“You are Canadian as well?” Dante asked with surprise.
Carol nodded. “We used to be snowbirds too, driving the RV down here like Mary and Joe, but about eight years ago the four of us booked in here as usual, and during our stay the owners mentioned they were looking to sell and move to California to be closer to their kids. We decided we’d buy it and stay year round.”
“The best decision we ever made,” Dave announced with a smile.
The waitress appeared at their table then and Carol smiled at the girl and said, “Oh, Andrea. You remember Mrs. Winslow? And this is her nephew, Dante.”
Mary smiled at the young woman. Carol and Dave hired a lot of locals to help out at the campground in the busy season, but Andrea was one of the year-round workers who had been with them since they’d bought the campgrounds. As Mary recalled, Andrea had started here fresh out of school at eighteen, which put her at about twenty-six, Dante’s age or a little older, she thought. Mary had always liked the girl, but noting the way she was eyeing Dante like he was a tasty treat, she found herself cooling toward her.
“So, what does everybody want?” Carol asked cheerfully. Twisting in her seat, she gestured toward the blackboards on the wall of the cookhouse. “Everything we make is there on the boards, Dante.”
“Yes.” Andrea beamed at him. “Have whatever you want.”
Mary’s eyebrows rose at the suggestive offer and she asked sweetly, “How are you finding married life, Andrea? When I stopped here in the fall it was just a week or so until the wedding, wasn’t it?”
“Oh,” Andrea flushed, and then glanced quickly to Dante and back before mumbling, “Yes. It’s fine.”
“The wedding was beautiful,” Carol put in when Andrea didn’t say anything else. Smiling at Dante, she added, “They held it here along the river. The pictures turned out really nice.”
Mary nodded as if she cared, and then glanced to the blackboards and quickly gave her order. The others followed and Andrea slipped away to take their order to the cook.
“I think our Andrea is a little taken with you, Dante,” Dave said with amusement once the girl was out of earshot.
“Any red-blooded female would be,” Carol said on a laugh and then teased, “If I were thirty or so years younger, Dave would have something to worry about with you here.”
“You flatter me,” Dante said with a smile and leaned to the side to pet Bailey as she moved to sit on the ground behind him and Mary.
Carol frowned and then glanced to Mary and asked, “I don’t remember any of your or Dave’s siblings moving to Italy.”
Mary’s eyes widened with confusion. “None of them did.”
“But Dante has an Italian accent,” she pointed out and then said, “Oh, is this one of Joe’s chil—” She broke off sharply as she realized what she was saying. Eyes wide with alarm, Carol turned to her husband for help.
Rolling his eyes with disgust at her gaff, he changed the subject abruptly by announcing, “Carol thinks we should sell up and move back to Winnipeg.”
Mary had frozen at Carol’s words. She now glanced quickly to Dante, noting that he was staring at Carol with the same concentration he’d had in his eyes as he’d looked back at her the first time she’d seen him lying on her RV floor. Had he been trying to read her mind then? she wondered. And was he now reading Carol’s thoughts to find out what she’d been talking about? The possibility was a humiliating one for Mary. Forcing a smile to her face, she said quietly, “You mentioned that when I stopped in the fall. But you didn’t seem interested.”

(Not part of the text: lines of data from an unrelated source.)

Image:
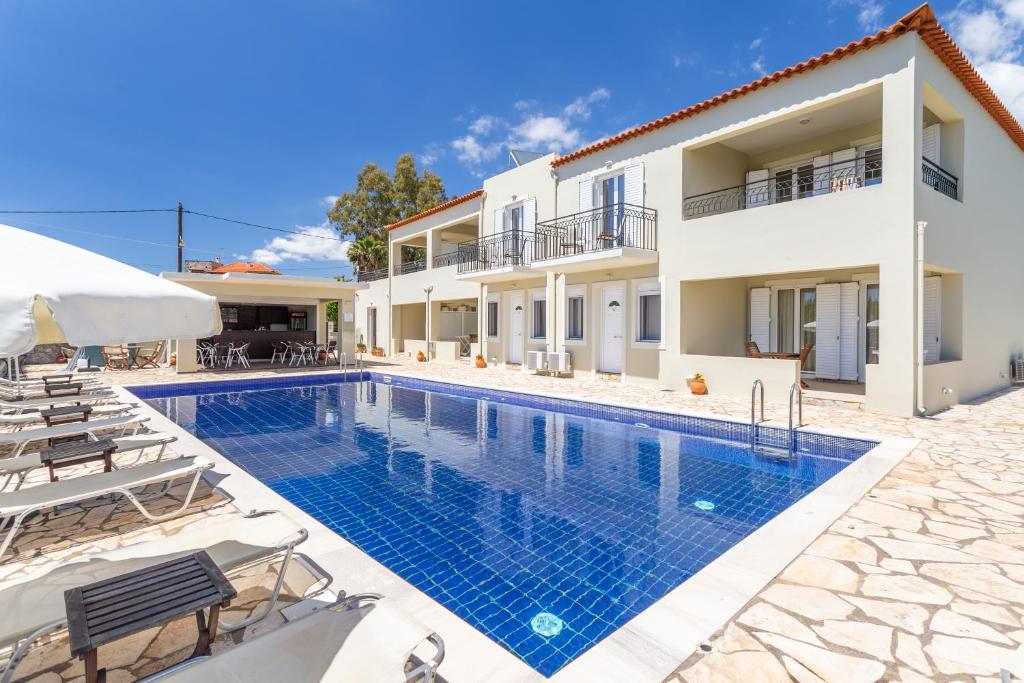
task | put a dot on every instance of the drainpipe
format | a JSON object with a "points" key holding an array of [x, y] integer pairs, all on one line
{"points": [[920, 287]]}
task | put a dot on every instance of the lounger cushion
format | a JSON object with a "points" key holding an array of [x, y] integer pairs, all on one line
{"points": [[231, 542], [40, 433], [371, 643], [90, 485]]}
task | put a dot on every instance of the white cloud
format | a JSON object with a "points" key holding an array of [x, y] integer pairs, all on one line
{"points": [[311, 245], [536, 130], [992, 35]]}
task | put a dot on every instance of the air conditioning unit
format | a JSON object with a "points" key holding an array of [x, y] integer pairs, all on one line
{"points": [[535, 360], [559, 363]]}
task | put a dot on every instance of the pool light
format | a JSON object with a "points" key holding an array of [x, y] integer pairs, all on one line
{"points": [[547, 625]]}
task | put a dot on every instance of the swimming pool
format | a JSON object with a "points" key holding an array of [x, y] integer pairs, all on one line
{"points": [[545, 523]]}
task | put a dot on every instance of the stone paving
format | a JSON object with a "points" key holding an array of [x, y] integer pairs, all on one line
{"points": [[921, 580]]}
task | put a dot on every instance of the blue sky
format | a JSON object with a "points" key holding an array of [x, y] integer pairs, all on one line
{"points": [[261, 111]]}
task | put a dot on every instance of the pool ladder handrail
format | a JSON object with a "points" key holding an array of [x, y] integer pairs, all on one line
{"points": [[754, 422], [798, 391]]}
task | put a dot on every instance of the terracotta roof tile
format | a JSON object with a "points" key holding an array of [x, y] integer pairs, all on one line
{"points": [[243, 266], [921, 20], [437, 209]]}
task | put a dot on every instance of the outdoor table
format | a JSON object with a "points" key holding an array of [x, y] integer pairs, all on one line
{"points": [[73, 453], [62, 388], [118, 607], [66, 414]]}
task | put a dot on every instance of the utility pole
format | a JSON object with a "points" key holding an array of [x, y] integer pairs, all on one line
{"points": [[181, 243]]}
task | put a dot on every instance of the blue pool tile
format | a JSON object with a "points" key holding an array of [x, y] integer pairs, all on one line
{"points": [[503, 506]]}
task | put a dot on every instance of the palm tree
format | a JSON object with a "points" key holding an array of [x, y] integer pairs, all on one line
{"points": [[369, 253]]}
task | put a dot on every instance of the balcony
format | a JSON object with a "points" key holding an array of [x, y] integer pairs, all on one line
{"points": [[938, 178], [444, 260], [371, 275], [617, 236], [496, 257], [803, 182], [410, 266]]}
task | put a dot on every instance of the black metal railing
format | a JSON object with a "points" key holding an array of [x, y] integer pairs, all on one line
{"points": [[371, 275], [597, 229], [410, 266], [802, 182], [443, 260], [938, 178], [496, 251]]}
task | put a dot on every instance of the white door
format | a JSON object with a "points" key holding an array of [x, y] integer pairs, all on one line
{"points": [[516, 317], [612, 330]]}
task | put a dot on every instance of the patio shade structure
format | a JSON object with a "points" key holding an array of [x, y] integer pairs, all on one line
{"points": [[52, 292]]}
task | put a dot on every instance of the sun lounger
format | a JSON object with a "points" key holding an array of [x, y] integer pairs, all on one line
{"points": [[18, 467], [15, 506], [24, 404], [360, 638], [22, 438], [30, 419], [34, 606]]}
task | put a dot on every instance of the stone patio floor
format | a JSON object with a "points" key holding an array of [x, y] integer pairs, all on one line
{"points": [[921, 580]]}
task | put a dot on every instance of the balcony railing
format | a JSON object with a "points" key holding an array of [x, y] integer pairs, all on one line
{"points": [[597, 229], [801, 183], [496, 251], [410, 266], [938, 178], [371, 275], [443, 260]]}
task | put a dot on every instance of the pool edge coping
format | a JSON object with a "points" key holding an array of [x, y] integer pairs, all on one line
{"points": [[652, 644]]}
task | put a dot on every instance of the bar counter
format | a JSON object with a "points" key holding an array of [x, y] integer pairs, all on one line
{"points": [[261, 341]]}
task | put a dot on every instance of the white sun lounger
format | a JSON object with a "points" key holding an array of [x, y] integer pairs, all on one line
{"points": [[17, 468], [23, 437], [34, 606], [16, 505], [30, 419], [360, 638], [90, 398]]}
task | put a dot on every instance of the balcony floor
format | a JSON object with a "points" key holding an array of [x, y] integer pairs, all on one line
{"points": [[619, 257]]}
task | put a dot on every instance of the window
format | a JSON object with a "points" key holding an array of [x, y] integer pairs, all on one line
{"points": [[649, 313], [573, 317], [539, 327], [493, 318]]}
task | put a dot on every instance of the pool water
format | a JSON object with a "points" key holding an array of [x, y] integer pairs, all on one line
{"points": [[546, 524]]}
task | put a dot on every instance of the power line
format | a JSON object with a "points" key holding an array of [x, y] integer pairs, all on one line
{"points": [[263, 227]]}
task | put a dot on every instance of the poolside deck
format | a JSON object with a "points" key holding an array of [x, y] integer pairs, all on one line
{"points": [[921, 580]]}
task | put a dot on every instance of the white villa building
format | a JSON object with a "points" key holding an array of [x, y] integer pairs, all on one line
{"points": [[861, 201]]}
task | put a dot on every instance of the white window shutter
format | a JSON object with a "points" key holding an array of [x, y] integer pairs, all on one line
{"points": [[826, 343], [933, 314], [822, 179], [757, 188], [761, 316], [849, 331], [586, 195], [844, 170], [633, 190], [529, 215], [930, 143]]}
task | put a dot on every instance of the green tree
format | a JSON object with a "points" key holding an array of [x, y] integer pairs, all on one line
{"points": [[369, 253], [380, 200]]}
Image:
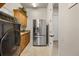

“He isn’t,” Carol said unhappily.
“Of course not,” Dave said with a grimace. “It’s damned cold in Winnipeg in the winter, and I’m too old to be shoveling snow.”
“We could get an apartment,” Carol argued at once. “Besides, I miss the kids, and the grandbabies are growing up so fast.”
“They visit,” Dave pointed out with irritation.
“Once a year,” Carol countered. “I want to see them more than that.”
“You could always visit them up there,” Dave pointed out. “I told you. You should go this summer and stay a couple months, then come back for the winter. We’d be driving an RV down here for the winter anyway if we didn’t own this place. In fact,” he continued, “If you want you could get a small apartment and stay there for the summers, we could afford that. Then you could come back in the fall for the busy season.”
Carol frowned at the suggestion. “And leave you here alone all summer?”
“I’d have help running the place,” he pointed out dryly. “I’d be fine.”
Her mouth tightened. “Don’t you want to see your grandchildren too?”